Gewerkschaft, Arbeiterkammer, NGO und Umweltschützer sind für das Vorhaben, sie sehen Nutzen für Menschen und Umwelt. Wirtschaftsvertreter von Wirtschaftskammer (WKÖ) und Industriellenvereinigung (IV) sind dagegen, sie warnen vor einer Überregulierung.

“Wir unterstützen die Ziele der Richtlinie und wollen eine umsetzbare Grundlage”, so Kocher. Aber: “Der aktuelle Richtlinienentwurf ist nicht umsetzbar und wirkt sich stark negativ für Unternehmen sowohl in der EU als auch in den Ländern des globalen Südens aus.”

Im Ergebnis würden viele Pflichten und Haftungsrisiken auf kleine und mittlere Unternehmen überwälzt, sprach Kocher ähnlich der Argumentation der Wirtschaftsvertreter von zuletzt. “Die österreichische Wirtschaft besteht zu 99,6 Prozent aus KMU. Es besteht die Gefahr, dass kleine und mittlere Unternehmen weltweit aus internationalen Lieferketten gedrängt werden. Wir dürfen Europas Position in der Weltwirtschaft nicht schwächen”, so Kocher. “Daher werde ich auf europäischer Ebene für eine Rückkehr an den Verhandlungstisch eintreten, um Verbesserungen im Kompromisstext zu erzielen. Wir haben dazu konkrete Vorschläge, weil wir eine starke, aber umsetzbare Lieferkettenrichtlinie wollen.”

Koalition ist uneins – Kritik von Alma Zadić

Erst dieser Tage war bekanntgeworden, dass sich das gewichtige EU-Mitgliedsland Deutschland ebenso enthalten wolle. Dem Vernehmen nach überlegen das seither einige weitere EU-Staaten. Für eine Annahme des Lieferkettengesetzes ist eine qualifizierte Mehrheit nötig.

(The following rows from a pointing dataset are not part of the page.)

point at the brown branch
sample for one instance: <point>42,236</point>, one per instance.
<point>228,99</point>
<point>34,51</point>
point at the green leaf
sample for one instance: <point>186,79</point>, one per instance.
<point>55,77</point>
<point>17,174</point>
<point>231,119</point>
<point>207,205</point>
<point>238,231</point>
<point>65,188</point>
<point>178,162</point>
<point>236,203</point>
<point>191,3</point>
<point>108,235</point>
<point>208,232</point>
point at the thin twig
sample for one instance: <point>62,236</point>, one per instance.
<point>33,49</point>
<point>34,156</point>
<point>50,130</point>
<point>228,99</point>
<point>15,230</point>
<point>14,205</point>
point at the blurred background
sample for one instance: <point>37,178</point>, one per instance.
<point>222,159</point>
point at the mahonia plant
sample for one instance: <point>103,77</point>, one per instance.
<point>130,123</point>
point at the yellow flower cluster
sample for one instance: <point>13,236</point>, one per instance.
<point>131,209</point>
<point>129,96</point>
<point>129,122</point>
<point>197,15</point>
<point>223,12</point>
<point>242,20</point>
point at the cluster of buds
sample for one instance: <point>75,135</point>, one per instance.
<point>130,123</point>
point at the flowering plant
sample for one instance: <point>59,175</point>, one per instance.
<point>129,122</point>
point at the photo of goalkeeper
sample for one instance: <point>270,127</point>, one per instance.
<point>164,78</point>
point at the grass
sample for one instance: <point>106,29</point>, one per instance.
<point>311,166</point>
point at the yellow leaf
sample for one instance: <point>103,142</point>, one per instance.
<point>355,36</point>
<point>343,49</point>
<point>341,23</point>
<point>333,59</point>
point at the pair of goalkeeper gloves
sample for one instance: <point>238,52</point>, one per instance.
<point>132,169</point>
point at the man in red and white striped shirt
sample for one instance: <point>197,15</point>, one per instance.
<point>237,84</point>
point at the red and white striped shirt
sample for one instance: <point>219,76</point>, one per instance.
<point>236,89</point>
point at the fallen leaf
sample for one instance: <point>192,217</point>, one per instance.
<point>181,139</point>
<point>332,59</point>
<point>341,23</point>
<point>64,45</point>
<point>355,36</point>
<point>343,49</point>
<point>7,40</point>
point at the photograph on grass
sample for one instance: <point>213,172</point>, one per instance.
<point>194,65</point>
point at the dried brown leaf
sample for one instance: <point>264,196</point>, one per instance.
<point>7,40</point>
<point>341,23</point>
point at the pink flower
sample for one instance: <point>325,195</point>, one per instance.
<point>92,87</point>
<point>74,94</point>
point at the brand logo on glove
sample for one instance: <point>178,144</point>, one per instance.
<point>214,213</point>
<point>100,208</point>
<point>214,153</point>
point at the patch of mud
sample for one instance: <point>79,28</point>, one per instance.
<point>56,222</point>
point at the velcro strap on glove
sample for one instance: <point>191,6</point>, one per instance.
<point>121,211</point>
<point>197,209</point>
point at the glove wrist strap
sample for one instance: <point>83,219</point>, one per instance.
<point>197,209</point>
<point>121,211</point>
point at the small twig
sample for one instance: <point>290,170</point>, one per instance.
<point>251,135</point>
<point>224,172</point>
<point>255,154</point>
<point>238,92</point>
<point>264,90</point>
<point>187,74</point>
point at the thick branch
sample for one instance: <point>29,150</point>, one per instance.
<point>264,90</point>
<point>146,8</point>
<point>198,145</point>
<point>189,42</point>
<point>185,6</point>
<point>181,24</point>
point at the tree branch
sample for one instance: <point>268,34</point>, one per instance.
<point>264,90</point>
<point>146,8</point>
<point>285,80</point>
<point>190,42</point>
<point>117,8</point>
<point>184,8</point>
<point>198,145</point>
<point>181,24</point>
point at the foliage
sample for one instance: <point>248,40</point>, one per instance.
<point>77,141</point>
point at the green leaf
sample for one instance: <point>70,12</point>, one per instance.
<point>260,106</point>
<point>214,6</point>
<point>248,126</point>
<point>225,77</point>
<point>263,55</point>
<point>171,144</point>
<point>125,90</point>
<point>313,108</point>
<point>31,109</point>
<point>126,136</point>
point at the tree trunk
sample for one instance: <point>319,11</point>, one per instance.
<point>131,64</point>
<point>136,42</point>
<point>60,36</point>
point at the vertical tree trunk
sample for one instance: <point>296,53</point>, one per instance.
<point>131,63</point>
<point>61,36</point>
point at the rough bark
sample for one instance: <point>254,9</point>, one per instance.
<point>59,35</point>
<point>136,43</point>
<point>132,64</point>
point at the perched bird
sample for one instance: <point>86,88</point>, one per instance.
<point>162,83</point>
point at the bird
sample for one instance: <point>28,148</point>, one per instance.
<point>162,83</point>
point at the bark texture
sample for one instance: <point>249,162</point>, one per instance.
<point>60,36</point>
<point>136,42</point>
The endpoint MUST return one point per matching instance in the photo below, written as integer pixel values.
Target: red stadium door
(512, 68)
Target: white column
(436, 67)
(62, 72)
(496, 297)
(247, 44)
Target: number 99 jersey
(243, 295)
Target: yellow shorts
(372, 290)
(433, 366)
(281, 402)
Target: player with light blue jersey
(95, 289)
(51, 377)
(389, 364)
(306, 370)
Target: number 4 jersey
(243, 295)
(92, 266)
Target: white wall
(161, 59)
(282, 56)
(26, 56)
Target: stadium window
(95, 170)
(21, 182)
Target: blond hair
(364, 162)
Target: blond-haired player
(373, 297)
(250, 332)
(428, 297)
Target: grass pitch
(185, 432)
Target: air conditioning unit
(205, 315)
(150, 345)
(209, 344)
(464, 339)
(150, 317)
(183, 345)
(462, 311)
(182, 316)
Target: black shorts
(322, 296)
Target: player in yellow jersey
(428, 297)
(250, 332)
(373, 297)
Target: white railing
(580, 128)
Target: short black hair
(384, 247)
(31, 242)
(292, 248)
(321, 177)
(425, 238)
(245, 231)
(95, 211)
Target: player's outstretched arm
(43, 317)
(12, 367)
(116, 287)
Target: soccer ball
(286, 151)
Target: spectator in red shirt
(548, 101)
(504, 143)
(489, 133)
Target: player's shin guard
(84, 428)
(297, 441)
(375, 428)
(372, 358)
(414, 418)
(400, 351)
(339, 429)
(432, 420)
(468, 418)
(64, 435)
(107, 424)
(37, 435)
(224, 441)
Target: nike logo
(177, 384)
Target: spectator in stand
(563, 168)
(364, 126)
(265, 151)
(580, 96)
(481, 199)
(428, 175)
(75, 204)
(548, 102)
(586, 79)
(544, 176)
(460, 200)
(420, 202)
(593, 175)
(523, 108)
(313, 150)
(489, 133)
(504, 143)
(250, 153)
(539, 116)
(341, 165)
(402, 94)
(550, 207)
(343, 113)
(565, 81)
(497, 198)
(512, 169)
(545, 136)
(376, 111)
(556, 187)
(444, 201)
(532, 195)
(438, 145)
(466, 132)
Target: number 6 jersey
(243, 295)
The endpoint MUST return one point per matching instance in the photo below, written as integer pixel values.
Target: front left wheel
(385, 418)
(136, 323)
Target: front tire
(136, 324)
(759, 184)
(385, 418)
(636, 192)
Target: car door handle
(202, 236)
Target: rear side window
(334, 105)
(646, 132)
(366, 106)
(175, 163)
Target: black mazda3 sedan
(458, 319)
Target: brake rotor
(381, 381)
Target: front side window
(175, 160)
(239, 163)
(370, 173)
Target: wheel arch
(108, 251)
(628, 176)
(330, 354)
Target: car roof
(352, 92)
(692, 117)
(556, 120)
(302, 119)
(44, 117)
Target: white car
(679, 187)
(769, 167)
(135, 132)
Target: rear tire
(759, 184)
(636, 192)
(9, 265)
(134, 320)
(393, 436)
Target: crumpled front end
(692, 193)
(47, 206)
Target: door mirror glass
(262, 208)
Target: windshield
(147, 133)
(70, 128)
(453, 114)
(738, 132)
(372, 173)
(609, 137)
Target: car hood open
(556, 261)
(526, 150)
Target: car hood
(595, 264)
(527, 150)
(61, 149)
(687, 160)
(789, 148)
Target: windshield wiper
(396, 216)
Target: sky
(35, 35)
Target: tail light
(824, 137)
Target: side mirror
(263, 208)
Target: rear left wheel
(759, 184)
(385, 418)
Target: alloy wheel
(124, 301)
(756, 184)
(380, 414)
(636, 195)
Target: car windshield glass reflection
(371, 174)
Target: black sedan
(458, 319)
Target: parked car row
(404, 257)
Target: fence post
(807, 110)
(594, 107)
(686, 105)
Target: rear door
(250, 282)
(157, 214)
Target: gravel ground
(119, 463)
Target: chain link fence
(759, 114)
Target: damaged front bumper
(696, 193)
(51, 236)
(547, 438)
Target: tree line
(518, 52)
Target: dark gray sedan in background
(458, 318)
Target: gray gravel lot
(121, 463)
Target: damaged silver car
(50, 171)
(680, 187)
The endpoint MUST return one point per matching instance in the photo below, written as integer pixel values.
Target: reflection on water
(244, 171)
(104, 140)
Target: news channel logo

Durch das EU-Lieferkettengesetz sollen große Unternehmen zur Rechenschaft gezogen werden, wenn sie etwa von Kinder- oder Zwangsarbeit außerhalb der EU profitieren. Größere Unternehmen müssen zudem einen Plan erstellen, der sicherstellt, dass ihr Geschäftsmodell und ihre Strategie mit der Einhaltung der Pariser Klimaziele zur Begrenzung der Erderwärmung vereinbar sind. In einer Auflistung des Wirtschaftsministeriums, wie sich eine Umsetzung der derzeit geplanten Richtlinie auswirken würde ist unter vielen Punkten davon die Rede, dass die Wirtschaftswachstumsaussichten Europas derzeit ohnehin geringer seien, als jene in den USA und Asien. Bei neuen Gesetzen müsse darauf Bedacht genommen werden, dass die Position in der Weltwirtschaft nicht geschwächt werde.

“Wir können es uns nicht leisten, auf altes Denken zu hören, das fadenscheinige Gründe sucht, warum es hier keine Verbesserungen geben soll”, attackierte Alma Zadić die Entscheidung des Wirtschaftsministeriums. “Mit einem starken Lieferkettengesetz könnten wir endlich wirksam gegen die Ausbeutung von Millionen Kindern vorgehen”, so Zadić. Das Gesetz, das sie “mit aller Kraft unterstützen” will, biete “eine einmalige Chance, unseren Planeten und seine Artenvielfalt vor weiterer Zerstörung zu schützen und für unsere Kinder und Enkelkinder zu bewahren.”